A infecção por rubéola durante a gestação, especialmente no primeiro trimestre, é extremamente teratogênica. Pode levar a desfechos graves como aborto espontâneo, morte fetal ou uma série de malformações congênitas, sendo a tríade clássica catarata, cardiopatia e surdez, mas também incluindo diabetes e glaucoma.

Contexto Educacional

A Síndrome da Rubéola Congênita (SRC) é uma condição grave resultante da infecção materna pelo vírus da rubéola durante a gravidez. Embora a rubéola seja uma doença geralmente benigna em crianças e adultos, sua ocorrência em gestantes, especialmente no primeiro trimestre, pode ter consequências devastadoras para o feto. A SRC é uma das principais causas de deficiências congênitas evitáveis, e sua prevenção é um objetivo primordial da saúde pública através da vacinação. A fisiopatologia da SRC envolve a transmissão transplacentária do vírus da rubéola, que causa danos diretos às células fetais e vasculite, levando a malformações e retardo do crescimento. As manifestações clínicas são variadas e podem incluir aborto espontâneo, morte fetal, restrição de crescimento intrauterino e uma série de anomalias congênitas. As mais comuns são as oculares (catarata, glaucoma), auditivas (surdez neurossensorial) e cardíacas (persistência do canal arterial, estenose da artéria pulmonar). Outros achados incluem microcefalia, retardo mental, hepatoesplenomegalia, púrpura trombocitopênica e diabetes mellitus. O manejo da SRC é complexo e multidisciplinar, focando no tratamento das anomalias específicas. No entanto, a principal estratégia é a prevenção, que se baseia na vacinação universal de crianças e, crucialmente, de mulheres em idade fértil não imunes. É essencial que essas mulheres sejam vacinadas antes da gravidez e evitem engravidar por um período de 1 a 3 meses após a vacinação para garantir a segurança fetal. A vigilância epidemiológica e a alta cobertura vacinal são fundamentais para a eliminação da SRC.

Perguntas Frequentes

Quais são as principais anomalias congênitas associadas à Síndrome da Rubéola Congênita?

A SRC pode causar uma ampla gama de anomalias, incluindo a tríade clássica de catarata, cardiopatia congênita (especialmente persistência do canal arterial e estenose da artéria pulmonar) e surdez neurossensorial. Outras manifestações podem ser glaucoma, microcefalia, retardo mental e diabetes mellitus.

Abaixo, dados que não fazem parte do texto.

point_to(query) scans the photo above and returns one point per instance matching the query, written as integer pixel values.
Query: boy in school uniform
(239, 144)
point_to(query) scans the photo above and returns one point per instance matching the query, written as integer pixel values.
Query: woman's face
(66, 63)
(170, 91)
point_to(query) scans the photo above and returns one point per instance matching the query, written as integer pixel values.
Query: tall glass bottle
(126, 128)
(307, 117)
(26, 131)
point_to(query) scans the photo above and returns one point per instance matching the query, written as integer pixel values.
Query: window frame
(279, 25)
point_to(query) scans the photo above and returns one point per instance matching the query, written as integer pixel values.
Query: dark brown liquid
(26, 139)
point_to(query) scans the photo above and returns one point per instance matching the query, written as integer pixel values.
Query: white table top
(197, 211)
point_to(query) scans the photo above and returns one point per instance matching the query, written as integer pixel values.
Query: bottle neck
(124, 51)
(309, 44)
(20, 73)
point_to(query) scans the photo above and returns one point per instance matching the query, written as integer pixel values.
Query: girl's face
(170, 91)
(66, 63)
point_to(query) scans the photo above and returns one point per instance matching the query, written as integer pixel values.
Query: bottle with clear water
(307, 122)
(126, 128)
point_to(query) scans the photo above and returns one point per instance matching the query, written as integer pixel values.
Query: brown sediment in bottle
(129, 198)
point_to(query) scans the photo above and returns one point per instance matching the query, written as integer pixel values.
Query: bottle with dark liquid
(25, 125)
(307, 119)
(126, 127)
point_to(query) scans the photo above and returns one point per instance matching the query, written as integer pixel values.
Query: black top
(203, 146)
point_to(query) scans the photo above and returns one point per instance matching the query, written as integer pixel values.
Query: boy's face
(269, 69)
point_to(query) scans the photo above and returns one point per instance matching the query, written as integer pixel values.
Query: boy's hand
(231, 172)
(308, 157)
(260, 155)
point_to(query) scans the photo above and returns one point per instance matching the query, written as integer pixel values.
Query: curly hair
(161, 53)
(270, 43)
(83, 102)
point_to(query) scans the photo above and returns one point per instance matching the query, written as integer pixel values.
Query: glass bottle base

Qual o período gestacional de maior risco para o desenvolvimento da Síndrome da Rubéola Congênita?

O risco de malformações congênitas é maior quando a infecção materna ocorre no primeiro trimestre da gravidez, especialmente nas primeiras 12 semanas, podendo atingir até 85% de chance de afetar o feto. Após a 20ª semana, o risco de anomalias graves diminui consideravelmente.

Como a vacinação contribui para a prevenção da Síndrome da Rubéola Congênita?

A vacinação de mulheres em idade fértil não imunes é a estratégia mais eficaz para prevenir a SRC. Ao conferir imunidade à mãe antes da gravidez, ela impede a infecção materna e, consequentemente, a transmissão vertical do vírus para o feto. É fundamental que a mulher não engravide por pelo menos um mês após a vacina.